The only way we can validate a program 'meets all requirements' is to ask someone "is this what you wanted?".
We can verify that a program is 'correct' by demonstrating that it satisfies the spec.
> > When we use tests to check the program conforms to > > spec, and the program passes all tests, and we're using > > an ordinary definition of program correctness, then the > > program is obviously 'correct'. > > If all tests pass, it doesn't mean that the spec is > completely satisfied unless the spec is defined by the > tests.
It isn't true unless it's true! What a tortuous way to avoiding saying - if the spec is defined by tests and all the tests pass then the spec is completely satisfied.
> In practical terms, it's possible to test a program and > have a good confidence in it's correctness.

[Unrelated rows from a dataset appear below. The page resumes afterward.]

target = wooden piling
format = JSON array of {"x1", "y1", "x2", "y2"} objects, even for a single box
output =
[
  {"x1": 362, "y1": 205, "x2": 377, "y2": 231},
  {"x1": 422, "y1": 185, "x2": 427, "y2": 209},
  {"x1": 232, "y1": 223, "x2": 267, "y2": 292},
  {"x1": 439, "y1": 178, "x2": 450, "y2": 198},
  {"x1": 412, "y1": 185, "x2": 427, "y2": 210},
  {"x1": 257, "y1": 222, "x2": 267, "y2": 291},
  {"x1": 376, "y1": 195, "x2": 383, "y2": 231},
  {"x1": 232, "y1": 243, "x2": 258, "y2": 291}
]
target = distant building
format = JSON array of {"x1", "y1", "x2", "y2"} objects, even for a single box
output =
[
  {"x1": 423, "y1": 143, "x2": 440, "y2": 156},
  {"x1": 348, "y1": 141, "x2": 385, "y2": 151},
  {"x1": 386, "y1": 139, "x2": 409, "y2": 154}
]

But you can > never prove a program to be correct in the terms that > Achilleas Margaritis describes as "proving correctness > means to mathematically prove that a piece of software > does what it should do." And this the commonly understood > defintion between myself and Achilleas when you decided to > start an argument about what correct means.
You can never mathematically prove a program to be correct when your idea of 'correct' is 'meets all requirements' - it's a category error - 'meets all requirements' is outside the formal domain of mathematics.